Some medical conditions impact how much oxygen is in the blood. For example, a baby who is in distress during labor or delivery might not get sufficient blood to the brain. A lack of oxygen in the blood is known as hypoxemia. Individuals who have this condition can suffer damage to various organs in the body, including the brain, heart, lungs, limbs, and other internal organs.
When a patient shows up at the hospital or a doctor’s office with potential hypoxemia, getting them oxygen is critical. The longer the body goes without it, the worse the damage can be. Typically, a person’s arterial oxygen is 75 to 100 millimeters of mercury, and individuals with good oxygen will have a pulse oximeter reading of 95 to 100%. A person who has an arterial oxygen of less than 60 mm Hg or a pulse ox of 90% or less has low readings and needs supplemental support.

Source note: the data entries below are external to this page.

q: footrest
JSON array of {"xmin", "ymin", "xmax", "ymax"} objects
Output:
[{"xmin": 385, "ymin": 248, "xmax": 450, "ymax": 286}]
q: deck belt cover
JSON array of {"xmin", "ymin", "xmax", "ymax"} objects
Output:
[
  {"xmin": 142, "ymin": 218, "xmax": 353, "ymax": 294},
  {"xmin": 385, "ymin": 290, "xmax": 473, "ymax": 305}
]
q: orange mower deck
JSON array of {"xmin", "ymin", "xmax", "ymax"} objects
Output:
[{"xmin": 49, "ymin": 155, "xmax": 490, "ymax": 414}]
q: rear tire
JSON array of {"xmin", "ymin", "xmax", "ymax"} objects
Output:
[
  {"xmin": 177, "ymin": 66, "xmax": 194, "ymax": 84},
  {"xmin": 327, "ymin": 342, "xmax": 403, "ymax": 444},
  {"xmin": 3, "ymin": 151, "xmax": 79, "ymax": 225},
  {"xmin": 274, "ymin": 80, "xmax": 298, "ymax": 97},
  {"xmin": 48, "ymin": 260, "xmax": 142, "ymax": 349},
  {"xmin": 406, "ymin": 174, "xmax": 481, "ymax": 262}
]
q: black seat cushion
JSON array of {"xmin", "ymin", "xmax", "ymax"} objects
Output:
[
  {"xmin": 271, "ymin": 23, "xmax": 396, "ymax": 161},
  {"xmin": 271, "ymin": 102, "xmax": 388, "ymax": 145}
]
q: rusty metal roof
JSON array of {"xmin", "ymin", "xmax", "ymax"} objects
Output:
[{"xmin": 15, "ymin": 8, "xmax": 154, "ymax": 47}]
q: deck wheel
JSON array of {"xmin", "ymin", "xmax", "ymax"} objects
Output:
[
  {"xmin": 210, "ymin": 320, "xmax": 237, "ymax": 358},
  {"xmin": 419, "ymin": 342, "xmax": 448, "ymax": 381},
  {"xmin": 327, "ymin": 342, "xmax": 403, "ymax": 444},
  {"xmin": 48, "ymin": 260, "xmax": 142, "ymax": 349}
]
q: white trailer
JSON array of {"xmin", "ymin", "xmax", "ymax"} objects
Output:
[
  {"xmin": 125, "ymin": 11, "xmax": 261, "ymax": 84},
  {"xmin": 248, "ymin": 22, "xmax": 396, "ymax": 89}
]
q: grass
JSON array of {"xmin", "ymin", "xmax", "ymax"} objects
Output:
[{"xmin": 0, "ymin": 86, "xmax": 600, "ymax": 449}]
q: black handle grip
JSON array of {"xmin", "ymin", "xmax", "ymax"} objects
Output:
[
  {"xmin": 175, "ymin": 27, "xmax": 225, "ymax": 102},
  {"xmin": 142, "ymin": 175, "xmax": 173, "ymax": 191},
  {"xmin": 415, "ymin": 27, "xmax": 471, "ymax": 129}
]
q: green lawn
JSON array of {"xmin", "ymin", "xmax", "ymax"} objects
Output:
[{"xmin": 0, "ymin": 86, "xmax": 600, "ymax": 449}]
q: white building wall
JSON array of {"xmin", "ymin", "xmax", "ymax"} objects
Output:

Many different conditions can lead to low oxygen levels. While the priority is often getting the person oxygen, the need to treat the underlying condition is also present. Some of the possible conditions that might cause hypoxemia include:
- Congenital heart defects
- Pulmonary edema
- Sleep apnea
- Pulmonary embolism
When a person doesn’t receive swift treatment, they might suffer from brain damage and other complications. This can dramatically impact their life. It is imperative that doctors take appropriate action in these cases. The patient might choose to seek compensation for the financial damages if they have to deal with impacts that stem from substandard medical care or negligence.